NFL DRAFT May 3, 2026 · 4:00 AM ET

Jermod McCoy Slid From Pick 18 To Pick 101. The 'Bone Plug' In His Knee Cost Him $15 Million.

Five of eight teams polled by ESPN took the Tennessee cornerback off their boards entirely. The Las Vegas Raiders traded up one slot to take him at the top of Round 4 — and won't say if he plays in 2026.

Jermod McCoy spent the 2024 season starting all 13 games for the Tennessee Volunteers, posting 44 tackles, four interceptions, and nine pass breakups while allowing exactly one touchdown across 640 coverage snaps. The Associated Press named him a Second-Team All-American and a First-Team All-SEC selection. Bleacher Report's NFL scouting department graded him as the No. 11 overall prospect on its final 2026 board. CBS Sports listed him at No. 6 and the top cornerback in the class. ESPN's last public mock had the Minnesota Vikings selecting him 18th overall on April 22. At his March 31 Tennessee Pro Day he ran the forty in 4.37 seconds, jumped 38 inches vertically, and broad-jumped ten feet, seven inches.

Then McCoy waited.

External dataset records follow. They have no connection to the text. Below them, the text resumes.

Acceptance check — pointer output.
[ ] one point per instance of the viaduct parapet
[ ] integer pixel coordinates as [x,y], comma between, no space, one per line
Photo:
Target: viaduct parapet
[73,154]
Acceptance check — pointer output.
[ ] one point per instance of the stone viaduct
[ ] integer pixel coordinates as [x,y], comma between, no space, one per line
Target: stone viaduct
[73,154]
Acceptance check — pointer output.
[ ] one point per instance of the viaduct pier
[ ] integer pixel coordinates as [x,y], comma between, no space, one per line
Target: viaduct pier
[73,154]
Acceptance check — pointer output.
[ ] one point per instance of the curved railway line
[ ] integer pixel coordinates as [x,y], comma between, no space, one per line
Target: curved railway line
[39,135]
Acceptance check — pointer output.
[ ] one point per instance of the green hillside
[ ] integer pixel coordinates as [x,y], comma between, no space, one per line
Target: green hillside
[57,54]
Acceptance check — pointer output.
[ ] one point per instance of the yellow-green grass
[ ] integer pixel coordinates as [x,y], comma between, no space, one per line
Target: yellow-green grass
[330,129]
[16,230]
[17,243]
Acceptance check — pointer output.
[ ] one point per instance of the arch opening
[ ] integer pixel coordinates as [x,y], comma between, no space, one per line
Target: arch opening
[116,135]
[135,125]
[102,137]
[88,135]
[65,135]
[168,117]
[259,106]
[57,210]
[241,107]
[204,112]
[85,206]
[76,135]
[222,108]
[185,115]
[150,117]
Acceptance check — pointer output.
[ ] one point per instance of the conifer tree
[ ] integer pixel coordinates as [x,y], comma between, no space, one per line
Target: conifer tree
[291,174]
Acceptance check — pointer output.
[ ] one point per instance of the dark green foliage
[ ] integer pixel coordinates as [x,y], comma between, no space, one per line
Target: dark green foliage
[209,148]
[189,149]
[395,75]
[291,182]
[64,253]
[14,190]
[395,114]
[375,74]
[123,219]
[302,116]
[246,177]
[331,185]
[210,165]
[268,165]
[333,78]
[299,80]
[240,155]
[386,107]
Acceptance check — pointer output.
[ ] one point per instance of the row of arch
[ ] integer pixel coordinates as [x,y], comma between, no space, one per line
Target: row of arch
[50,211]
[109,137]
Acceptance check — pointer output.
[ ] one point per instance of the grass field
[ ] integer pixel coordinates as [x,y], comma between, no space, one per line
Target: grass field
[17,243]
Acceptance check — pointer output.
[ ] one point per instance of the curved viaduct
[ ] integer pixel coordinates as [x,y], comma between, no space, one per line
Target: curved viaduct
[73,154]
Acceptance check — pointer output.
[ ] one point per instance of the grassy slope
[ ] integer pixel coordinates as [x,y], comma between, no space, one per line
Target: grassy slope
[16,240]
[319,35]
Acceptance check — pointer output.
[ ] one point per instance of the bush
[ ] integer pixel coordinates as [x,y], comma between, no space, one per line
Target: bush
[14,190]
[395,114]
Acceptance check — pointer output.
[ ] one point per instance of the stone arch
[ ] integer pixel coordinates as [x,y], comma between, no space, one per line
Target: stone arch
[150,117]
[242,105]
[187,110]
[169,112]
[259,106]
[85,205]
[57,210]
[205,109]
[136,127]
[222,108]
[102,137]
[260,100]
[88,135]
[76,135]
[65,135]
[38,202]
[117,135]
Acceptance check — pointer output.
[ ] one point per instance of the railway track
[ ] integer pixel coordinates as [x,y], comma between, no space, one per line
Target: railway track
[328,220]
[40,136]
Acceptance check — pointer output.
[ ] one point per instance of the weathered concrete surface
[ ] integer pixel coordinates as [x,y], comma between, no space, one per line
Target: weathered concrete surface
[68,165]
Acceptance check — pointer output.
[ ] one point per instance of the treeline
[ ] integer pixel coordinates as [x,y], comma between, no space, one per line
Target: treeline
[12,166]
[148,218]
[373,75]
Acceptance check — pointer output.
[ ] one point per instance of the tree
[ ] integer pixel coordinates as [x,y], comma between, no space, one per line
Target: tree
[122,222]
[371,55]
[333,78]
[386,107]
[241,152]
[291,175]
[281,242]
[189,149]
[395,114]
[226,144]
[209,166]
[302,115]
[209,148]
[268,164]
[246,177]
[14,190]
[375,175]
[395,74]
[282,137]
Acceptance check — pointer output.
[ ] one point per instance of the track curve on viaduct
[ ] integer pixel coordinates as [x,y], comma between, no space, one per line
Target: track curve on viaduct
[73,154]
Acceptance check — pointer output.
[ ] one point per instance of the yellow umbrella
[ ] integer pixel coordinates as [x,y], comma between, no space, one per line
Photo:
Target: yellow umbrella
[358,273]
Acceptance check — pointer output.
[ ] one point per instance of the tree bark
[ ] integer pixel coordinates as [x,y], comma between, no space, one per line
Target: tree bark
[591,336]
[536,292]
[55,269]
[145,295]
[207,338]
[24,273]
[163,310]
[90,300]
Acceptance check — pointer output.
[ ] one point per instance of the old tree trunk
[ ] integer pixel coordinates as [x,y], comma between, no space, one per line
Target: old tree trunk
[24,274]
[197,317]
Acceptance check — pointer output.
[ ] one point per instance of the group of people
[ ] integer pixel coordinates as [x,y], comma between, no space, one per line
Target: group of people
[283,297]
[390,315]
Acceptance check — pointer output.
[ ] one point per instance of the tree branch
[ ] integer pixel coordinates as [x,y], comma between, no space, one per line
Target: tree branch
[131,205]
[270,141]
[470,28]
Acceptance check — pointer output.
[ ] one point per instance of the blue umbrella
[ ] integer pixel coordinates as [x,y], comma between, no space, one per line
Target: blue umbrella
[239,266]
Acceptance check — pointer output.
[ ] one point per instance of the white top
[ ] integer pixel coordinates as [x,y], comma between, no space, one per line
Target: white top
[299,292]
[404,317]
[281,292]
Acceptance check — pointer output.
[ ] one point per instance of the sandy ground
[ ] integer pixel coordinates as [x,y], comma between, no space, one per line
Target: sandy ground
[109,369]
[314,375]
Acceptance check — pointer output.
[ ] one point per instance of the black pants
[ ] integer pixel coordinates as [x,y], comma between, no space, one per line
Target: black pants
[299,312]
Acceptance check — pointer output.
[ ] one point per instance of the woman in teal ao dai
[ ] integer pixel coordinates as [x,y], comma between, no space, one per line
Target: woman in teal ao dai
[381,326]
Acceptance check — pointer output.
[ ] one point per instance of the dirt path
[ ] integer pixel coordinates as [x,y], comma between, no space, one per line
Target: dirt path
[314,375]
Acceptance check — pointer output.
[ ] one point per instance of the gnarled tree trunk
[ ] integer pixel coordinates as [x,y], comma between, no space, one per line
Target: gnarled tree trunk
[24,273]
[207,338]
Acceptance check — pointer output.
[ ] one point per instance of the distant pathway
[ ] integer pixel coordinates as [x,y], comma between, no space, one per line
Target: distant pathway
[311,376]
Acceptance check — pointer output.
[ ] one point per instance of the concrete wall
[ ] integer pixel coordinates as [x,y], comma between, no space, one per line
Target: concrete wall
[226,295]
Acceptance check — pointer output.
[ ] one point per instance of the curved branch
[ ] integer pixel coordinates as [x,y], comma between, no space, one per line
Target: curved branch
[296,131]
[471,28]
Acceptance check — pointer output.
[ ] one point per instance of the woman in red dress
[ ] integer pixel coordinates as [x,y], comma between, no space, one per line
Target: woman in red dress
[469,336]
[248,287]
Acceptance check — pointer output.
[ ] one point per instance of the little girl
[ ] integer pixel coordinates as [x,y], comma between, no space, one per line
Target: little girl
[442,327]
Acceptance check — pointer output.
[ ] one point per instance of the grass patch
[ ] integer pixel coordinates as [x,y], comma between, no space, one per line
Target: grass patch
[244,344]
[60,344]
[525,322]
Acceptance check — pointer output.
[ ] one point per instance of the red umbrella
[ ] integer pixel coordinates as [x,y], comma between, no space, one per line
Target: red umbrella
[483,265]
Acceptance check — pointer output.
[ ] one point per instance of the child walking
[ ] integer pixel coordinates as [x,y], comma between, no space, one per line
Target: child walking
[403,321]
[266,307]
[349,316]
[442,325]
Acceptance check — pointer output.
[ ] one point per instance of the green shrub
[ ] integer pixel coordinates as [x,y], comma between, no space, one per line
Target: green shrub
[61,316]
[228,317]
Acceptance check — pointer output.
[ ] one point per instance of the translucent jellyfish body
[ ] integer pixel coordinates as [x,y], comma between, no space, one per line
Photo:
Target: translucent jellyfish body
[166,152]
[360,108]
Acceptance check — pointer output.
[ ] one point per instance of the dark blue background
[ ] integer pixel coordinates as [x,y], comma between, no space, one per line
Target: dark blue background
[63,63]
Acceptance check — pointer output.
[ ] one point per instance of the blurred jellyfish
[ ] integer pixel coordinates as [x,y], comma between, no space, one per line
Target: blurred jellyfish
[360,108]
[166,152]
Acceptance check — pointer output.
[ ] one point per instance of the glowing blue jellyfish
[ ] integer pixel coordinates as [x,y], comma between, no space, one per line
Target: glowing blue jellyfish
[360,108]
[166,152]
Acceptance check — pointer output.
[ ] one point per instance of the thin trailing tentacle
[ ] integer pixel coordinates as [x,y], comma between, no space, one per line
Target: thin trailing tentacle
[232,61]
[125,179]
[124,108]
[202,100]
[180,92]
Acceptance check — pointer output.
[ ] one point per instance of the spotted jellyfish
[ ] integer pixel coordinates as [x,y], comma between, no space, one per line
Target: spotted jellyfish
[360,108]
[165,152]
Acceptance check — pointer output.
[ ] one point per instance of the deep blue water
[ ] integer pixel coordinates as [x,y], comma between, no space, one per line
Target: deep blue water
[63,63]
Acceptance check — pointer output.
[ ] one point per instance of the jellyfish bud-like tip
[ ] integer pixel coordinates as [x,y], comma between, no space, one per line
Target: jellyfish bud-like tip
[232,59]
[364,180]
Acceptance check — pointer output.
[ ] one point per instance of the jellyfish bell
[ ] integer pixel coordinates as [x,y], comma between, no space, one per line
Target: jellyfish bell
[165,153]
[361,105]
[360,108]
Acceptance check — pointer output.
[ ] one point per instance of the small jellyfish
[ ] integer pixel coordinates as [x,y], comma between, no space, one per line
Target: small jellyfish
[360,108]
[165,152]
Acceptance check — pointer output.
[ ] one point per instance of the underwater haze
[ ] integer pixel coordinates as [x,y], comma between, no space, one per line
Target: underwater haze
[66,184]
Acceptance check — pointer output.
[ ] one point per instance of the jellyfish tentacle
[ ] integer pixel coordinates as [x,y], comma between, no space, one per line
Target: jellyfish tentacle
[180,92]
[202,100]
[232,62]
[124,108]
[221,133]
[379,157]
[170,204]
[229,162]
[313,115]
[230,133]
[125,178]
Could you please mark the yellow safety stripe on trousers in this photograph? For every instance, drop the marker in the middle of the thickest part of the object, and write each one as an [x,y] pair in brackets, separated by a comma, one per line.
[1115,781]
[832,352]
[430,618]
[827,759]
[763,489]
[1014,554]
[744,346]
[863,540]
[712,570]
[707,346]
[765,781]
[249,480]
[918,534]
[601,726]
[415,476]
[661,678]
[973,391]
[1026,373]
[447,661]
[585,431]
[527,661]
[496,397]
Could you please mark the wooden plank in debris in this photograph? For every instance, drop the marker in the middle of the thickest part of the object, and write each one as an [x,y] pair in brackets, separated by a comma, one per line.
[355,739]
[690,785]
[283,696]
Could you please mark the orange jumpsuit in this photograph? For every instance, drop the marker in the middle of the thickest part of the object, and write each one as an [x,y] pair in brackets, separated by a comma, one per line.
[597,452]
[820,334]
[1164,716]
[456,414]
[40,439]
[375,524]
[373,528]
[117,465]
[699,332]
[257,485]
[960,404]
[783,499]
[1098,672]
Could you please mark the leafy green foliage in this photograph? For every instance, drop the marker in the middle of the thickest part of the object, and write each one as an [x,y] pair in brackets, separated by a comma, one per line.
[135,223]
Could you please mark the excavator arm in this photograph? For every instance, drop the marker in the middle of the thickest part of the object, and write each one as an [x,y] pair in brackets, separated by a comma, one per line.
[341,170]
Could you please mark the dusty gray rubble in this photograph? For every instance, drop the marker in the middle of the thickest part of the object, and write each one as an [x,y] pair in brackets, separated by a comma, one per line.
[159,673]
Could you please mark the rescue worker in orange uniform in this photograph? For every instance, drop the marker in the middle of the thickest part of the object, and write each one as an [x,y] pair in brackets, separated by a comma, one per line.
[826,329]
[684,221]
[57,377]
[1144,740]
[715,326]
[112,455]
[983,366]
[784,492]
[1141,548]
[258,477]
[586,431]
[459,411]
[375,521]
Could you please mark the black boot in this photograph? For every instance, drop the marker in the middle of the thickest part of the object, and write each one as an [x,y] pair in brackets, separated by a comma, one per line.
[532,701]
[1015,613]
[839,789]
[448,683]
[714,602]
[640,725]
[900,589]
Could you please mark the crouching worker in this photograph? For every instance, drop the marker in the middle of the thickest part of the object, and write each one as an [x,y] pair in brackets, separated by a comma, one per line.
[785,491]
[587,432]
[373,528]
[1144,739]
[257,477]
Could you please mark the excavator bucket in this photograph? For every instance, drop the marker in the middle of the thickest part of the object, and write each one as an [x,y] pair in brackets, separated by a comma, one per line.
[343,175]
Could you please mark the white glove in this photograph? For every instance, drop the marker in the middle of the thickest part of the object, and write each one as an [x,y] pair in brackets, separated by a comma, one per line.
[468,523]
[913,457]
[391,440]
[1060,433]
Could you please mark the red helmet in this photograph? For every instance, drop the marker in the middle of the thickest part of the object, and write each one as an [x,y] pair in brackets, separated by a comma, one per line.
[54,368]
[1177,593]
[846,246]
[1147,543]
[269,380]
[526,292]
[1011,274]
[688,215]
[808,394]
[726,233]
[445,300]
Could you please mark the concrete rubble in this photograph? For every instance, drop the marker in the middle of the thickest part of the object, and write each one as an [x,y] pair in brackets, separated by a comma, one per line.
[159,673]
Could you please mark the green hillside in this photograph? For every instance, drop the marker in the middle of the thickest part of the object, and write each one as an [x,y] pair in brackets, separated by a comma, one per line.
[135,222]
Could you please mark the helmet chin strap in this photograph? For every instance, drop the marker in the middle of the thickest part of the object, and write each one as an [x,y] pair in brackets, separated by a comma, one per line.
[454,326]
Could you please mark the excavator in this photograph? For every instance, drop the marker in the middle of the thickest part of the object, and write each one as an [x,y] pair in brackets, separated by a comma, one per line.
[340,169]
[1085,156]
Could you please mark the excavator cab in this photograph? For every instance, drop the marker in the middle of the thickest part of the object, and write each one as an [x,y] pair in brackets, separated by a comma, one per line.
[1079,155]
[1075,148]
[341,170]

Round 1 closed Thursday with seven cornerbacks gone and his name uncalled. Round 2 ended Friday the same way. Round 3 closed Friday night without a phone call. He fell to the No. 101 pick — the first selection of the fourth round — where the Las Vegas Raiders sent the No. 102 pick and a 2027 seventh-round selection to the Buffalo Bills to move up a single slot. General manager John Spytek then turned in the card on a player most every public board had ranked inside the top 20. McCoy was the first cornerback selected after Round 3 opened, and the second-largest faller of the entire weekend by consensus board.

The reason for the slide is not the torn anterior cruciate ligament McCoy suffered during individual offseason workouts in January 2025, the injury that cost him the entire 2025 college season. The reason is what was already inside the joint before the ACL tear. McCoy's right knee contains a bone plug — formally an osteochondral autograft, also known as an OATS procedure. Surgeons take a cylindrical piece of bone topped with a cap of articular cartilage from a non-load-bearing part of the joint and transplant it into a damaged area to fill a focal cartilage lesion. McCoy received the plug to address a degenerative cartilage issue that predates the ACL repair entirely.

Multiple team doctors flagged the same concern when grading the medical file: the plug will likely need to be replaced. A 2016 systematic review of osteochondral autograft outcomes followed 610 patients across 10 studies over a mean 10.2 years and reported successful long-term outcomes in 72 percent — meaning roughly one in four required revision or experienced symptomatic decline. Defect size, prior surgery, and age all correlate positively with failure. Yahoo Sports' Charles Robinson reported team medical staffs believe a second McCoy procedure would cost him at least one full season and could, in his source's words, effectively end his career. ESPN's Jeremy Fowler polled eight clubs and reported five had taken McCoy off their draft boards entirely.

The Raiders' decision to trade up reads differently in light of the medical poll. Spytek did not move because he had a unique read on the tape — every team graded that tape, and the consensus public ranking was inside the first 20 picks. Spytek moved because the medical-grade board his staff was working from converged with a piece of cap math. A first-round cornerback who returns to All-SEC form is the highest-leverage pick a Day 3 investment can produce. A first-round cornerback who needs a second OATS procedure inside two years still costs only the slotted Round 4 deal — a sub-$6 million depth flier that absorbs one roster spot and frees the cap by August of 2027.

The slot-value math is the loudest single fact of McCoy's weekend. Per Spotrac's 2026 rookie scale, the No. 18 pick is worth $20.4 million across four years with a fully guaranteed first-round contract and a fifth-year team option attached. The No. 101 pick is worth $5.5 million across four years with no fifth-year option and only the signing bonus guaranteed. The bone plug, in pure contract dollars, cost McCoy $14.95 million in expected guarantees. A Knoxville outlet rounded the lifetime figure closer to $20 million when factoring in the lost first-round endorsement market — McCoy's NIL agency had been booking deals priced against a Round 1 outcome since the day his Pro Day forty was clocked.

Frank Gore tore both anterior cruciate ligaments at the University of Miami before the 2005 NFL Draft and slid to the No. 65 pick, where the San Francisco 49ers took him; he played 16 seasons and finished as the third-leading rusher in NFL history. The medical comp is imperfect — Gore had no degenerative cartilage component, and the running back positional curve is generationally different from corner — but the structural lesson holds. Teams that buy at a discount on a known medical risk only need the player to clear one hurdle: the first contract. Spytek bought a top-15 evaluation at a top-100 price. The Raiders' downside is a roster spot. McCoy's downside is the second surgery.